Where we do have a plan of course is around alcohol.  I was delighted that Arlene Copland from our liaison team was one of our colleagues going to the NHS 70th celebrations in York Minster, whilst Caroline Rennalls and Nuhu Usman led our delegation to Westminster Abbey.  Arlene and Sally Bradberry have been doing great work to join up our services for patients with alcohol problems.  Meanwhile we continue to work with the council to see if we can find a route to minimum unit pricing for alcohol locally – we know it works, even if it is unpopular!

Talking of efficacy and popularity, yesterday I wrote to everyone in the Trust about the birthday news on smoking. From 5 July 2019, all SWBH sites will go smoke free – after yesterday’s Trust Board meeting at the Yemeni community centre in West Bromwich. The shelters will be removed and we will be encouraging vaping in our grounds, but not in our doorways. Patients will be offered nicotine replacement therapy and other interventions on arrival.  But visitors, patients or colleagues who smoke on our grounds will be subject to a fine. We have twelve months to be ready. I would ask for your ideas and your support. There is no point going smoke free to sound well meaning.  Even at 70 years old quitting smoking helps. And we intend to be properly smoke free. It’s a big change and we have come to it after several years of putting it off. Please work with us.

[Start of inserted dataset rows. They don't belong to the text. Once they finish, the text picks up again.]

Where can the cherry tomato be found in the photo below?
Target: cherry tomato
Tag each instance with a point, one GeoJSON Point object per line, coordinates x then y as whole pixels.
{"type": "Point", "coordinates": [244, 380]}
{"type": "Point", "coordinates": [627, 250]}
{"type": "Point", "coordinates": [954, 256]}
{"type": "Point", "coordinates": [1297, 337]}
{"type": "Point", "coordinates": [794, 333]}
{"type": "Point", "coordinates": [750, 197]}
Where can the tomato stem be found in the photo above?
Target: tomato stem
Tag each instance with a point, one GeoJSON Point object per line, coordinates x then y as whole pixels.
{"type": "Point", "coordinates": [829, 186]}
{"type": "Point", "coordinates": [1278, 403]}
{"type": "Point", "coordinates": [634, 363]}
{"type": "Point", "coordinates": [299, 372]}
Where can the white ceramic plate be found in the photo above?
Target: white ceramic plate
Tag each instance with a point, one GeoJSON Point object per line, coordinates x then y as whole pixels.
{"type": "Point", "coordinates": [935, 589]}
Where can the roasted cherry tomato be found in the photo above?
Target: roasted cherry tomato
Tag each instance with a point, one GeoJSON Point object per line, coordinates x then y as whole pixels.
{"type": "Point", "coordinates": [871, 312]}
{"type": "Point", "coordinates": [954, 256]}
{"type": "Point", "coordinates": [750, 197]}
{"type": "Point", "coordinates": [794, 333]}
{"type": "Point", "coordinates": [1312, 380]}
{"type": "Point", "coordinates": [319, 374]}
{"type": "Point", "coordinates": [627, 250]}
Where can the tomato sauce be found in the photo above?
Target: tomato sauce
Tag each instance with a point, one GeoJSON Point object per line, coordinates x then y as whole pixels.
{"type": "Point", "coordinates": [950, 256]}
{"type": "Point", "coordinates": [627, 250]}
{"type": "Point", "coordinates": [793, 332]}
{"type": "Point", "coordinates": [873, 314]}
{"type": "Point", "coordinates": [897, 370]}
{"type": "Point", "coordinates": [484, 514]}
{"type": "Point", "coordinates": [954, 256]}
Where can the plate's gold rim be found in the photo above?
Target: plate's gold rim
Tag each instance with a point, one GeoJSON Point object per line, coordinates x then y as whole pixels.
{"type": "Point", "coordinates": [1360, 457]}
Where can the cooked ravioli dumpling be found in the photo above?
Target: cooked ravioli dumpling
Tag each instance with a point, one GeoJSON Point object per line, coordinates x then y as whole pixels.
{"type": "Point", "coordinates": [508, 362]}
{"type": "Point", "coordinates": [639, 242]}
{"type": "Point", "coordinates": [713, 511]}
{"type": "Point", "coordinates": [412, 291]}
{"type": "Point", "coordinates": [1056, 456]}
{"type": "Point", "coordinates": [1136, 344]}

The NHS, and the Trust, has a future to look forward to and celebrate. But to be doing that for a long time, and handing on this institution to others in decades ahead, we have to move more quickly to address harms that drive disease. When we get Unity in, we will be focusing hard on Making Every Contact Count. While we plan for that, do think through what information, help or ideas you need to develop the public health and health advisory nature of your service – seeing contact with one specialty or team as an opportunity to look at the wider health needs, physical or psychological, of the patients and communities we serve.